When the doors slid open, she slapped the top button hard.
Reaching the top, she slid out at speed, hit the roof door, dashed up the short flight of steps, and slammed the door at the top back against the bricks. And plunged directly into Vincent’s arms.
“I couldn’t just leave—” she blurted, face tight against his neck.
“I knew you’d come,” he was saying at the same time, holding on hard. He took a step, and she stepped with him, not going anyplace, just around in a circle – like a dance. Like a dream.
“Oh, babe,” she said. “Oh, babe. I thought you were gonna tell her. I was scared to death you’d think you had to tell her.”
“It’s not necessary. She’ll see. Eventually. No need. And she’ll be reconciled to it. To us. Perhaps even relieved.”
“Gonna give her a hell of a shock, though.” She gazed up at him anxiously. “When she notices.”
“It can’t be helped. She has chosen her way. Set the limits. Not I. The consequences of those limits… No need to say anything. Let her be one up, if her pride requires it.”
“Saving face, you mean.”
They did another little dance turn, around and around, his cloak billowing and blowing.
Vincent said, “This is all the up that matters to me. Nowhere is higher than this. I am so blessed. Except for you –”
“Leave it. Don’t gotta say it. Leave –”
His mouth on hers stopped all the talk quite effectively, for quite a long time. She’d never been happier in her life.
Patting the soft, fine fur of his jaw, she said distractedly. “You fibber.”
“What?”
“You fibbed. About the fortune. From the cookie.”
“I told the truth. All the truth that matters.”
“Yeah. I guess you did, at that. ‘Steer by the stars’ – that’s good advice, too, I guess. But I’m not planning to go anyplace by water anytime soon.”
Conversation stopped again for a while – exuberantly. Passionately.
Trying to catch her breath, laughing, Diana inquired dryly. “Just how much reassurance did you have in mind, babe?”
He opened his mouth, then closed it. She could see the stars reflected in his eyes. After a minute, he said, “None. All.”
Sobering, studying his face, she asked, “Do you think this is the right time? There’s such a thing as rebound. I wouldn’t want –”

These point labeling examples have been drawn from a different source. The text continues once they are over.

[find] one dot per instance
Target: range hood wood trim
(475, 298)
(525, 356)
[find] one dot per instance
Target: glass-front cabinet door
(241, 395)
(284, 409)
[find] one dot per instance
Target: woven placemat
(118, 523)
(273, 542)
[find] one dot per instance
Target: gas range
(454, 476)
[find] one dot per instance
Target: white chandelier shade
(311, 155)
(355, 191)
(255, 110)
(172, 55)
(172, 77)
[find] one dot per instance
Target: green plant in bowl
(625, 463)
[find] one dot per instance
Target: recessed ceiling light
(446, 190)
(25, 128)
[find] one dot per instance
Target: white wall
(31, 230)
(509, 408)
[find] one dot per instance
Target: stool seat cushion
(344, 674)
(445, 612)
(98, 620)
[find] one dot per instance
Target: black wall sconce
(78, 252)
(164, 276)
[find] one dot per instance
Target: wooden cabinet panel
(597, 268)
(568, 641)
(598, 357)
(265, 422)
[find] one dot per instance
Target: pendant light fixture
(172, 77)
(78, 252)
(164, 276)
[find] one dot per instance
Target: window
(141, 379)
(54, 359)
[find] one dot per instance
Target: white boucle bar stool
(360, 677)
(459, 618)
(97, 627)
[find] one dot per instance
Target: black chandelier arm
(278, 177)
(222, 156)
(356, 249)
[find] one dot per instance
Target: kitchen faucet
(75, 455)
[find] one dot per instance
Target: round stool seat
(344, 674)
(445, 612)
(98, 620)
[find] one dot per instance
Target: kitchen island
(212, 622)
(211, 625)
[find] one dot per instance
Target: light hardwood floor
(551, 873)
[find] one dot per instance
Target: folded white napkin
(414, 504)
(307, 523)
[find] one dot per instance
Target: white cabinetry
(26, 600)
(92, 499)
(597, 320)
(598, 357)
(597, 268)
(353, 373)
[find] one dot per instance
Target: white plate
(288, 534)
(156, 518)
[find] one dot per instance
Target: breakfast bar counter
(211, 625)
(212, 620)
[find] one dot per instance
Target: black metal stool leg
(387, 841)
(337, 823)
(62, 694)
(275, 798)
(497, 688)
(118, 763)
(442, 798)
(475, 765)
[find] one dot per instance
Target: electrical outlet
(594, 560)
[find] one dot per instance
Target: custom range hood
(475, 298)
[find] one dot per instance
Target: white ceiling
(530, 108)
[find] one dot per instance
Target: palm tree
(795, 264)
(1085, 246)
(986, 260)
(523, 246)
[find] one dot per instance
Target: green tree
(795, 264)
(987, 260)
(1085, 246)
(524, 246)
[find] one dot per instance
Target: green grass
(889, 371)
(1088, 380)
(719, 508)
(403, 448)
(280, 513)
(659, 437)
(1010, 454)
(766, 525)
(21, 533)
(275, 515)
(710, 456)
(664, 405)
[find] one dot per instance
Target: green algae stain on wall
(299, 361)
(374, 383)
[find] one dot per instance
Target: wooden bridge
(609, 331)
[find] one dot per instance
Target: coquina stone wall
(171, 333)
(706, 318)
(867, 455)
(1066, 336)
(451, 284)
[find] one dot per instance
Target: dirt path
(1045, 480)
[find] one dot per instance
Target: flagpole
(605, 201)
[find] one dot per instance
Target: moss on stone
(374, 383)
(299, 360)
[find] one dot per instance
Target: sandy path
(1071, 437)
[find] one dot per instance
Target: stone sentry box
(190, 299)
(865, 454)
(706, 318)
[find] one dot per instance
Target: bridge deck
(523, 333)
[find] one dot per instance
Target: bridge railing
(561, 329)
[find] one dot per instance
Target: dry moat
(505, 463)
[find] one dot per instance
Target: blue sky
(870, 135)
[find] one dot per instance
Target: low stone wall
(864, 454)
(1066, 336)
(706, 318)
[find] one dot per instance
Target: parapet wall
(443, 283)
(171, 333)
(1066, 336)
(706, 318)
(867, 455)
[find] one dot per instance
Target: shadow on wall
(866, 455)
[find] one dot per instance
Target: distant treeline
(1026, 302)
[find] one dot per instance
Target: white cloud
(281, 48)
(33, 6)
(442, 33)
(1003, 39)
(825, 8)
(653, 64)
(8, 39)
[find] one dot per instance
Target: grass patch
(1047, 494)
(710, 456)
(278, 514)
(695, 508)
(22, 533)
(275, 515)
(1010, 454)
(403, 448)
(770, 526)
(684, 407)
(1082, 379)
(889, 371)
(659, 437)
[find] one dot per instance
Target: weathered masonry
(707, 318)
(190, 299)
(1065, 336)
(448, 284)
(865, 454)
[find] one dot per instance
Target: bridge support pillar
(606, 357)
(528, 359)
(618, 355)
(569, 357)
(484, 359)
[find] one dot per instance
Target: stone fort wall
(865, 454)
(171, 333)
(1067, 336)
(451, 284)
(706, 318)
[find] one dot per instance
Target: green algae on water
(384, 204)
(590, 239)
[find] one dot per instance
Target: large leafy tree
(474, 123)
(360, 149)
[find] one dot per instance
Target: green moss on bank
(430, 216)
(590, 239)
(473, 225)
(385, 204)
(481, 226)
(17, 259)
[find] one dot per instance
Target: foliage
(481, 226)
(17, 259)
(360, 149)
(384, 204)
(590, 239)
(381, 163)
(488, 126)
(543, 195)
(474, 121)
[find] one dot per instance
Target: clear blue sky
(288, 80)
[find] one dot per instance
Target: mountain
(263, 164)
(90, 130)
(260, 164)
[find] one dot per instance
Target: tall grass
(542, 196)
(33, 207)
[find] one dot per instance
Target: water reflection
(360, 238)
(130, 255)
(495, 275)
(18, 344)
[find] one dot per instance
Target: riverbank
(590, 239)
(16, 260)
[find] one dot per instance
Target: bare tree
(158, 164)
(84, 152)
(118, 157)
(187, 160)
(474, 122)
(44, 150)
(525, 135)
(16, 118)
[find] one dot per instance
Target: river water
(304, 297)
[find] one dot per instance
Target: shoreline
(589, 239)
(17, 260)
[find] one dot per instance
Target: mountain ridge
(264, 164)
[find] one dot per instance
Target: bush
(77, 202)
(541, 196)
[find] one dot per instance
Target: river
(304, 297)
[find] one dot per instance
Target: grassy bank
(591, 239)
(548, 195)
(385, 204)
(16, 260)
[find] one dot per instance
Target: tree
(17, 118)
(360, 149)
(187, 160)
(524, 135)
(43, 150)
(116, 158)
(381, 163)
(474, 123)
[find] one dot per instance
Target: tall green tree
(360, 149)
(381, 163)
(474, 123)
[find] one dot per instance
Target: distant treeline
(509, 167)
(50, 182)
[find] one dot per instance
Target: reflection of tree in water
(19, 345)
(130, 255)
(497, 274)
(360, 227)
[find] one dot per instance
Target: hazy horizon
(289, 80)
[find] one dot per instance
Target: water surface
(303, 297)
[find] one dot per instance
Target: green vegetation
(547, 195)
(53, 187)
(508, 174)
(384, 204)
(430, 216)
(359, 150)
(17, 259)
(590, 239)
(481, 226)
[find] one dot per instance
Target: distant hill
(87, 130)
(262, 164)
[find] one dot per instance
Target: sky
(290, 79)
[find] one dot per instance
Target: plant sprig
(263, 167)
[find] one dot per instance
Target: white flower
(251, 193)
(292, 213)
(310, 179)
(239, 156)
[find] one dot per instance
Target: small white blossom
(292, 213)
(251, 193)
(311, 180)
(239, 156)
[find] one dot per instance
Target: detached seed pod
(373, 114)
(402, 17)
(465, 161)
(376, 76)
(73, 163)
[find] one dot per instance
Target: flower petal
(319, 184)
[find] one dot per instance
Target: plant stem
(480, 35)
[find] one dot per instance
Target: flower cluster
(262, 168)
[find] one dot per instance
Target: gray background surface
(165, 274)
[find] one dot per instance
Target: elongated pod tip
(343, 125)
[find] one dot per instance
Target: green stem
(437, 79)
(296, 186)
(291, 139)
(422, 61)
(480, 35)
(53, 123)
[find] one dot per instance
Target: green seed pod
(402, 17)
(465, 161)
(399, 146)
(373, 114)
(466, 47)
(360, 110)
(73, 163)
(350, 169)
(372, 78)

“I think now is precisely the right time. If you won’t promise to stay with me – either – I must offer you an inducement. Not to take long ocean voyages. Not… to go away.”
“Oh, babe, don’t you know that’s never going to happen?”
“You cannot imagine… how I hope it will not.”
“And do you really think a bribe’s gonna do it? Inducements?”
“I –” he began, and then bent his face against her head. His breaths shook him. He said. “Please. Call it what you will. But please.”
Sometime, he’d learn he didn’t have to beg. But begging was OK too, for now: she figured he really meant it. No other considerations she need take into account, warn him against, hold herself back from. No ghosts hovering at his shoulder, demanding a rite of exorcism.
“Sometimes, you really need somebody close, who loves you.” He nodded several times.
She asked, “Can you hold out as far as my place?”
“If I must.” Lifting his head, he chuckled at the scandalized look he found on her face.
She punched his arm lightly. “Bet I beat you there.”
“Bet you don’t.”
He was off toward the building parapet. Diana wheeled to the roof door and started pounding down again.
She didn’t live on the subway line. And she knew shortcuts. So she hit the roof of her loft at least a minute before Vincent’s big dark outline swung over the top of the fire escape.
“I win,” she announced, the second before she was swung again into the dance of embrace.
Vincent wisely said nothing. Or the answer his mouth made didn’t consist of words, which was probably just as well. She didn’t quite melt into a puddle there on the roof. They made it downstairs and as far as the couch before the necessary minimum of clothing had been discarded. The rest got removed afterward, during more leisurely intervals. There was time.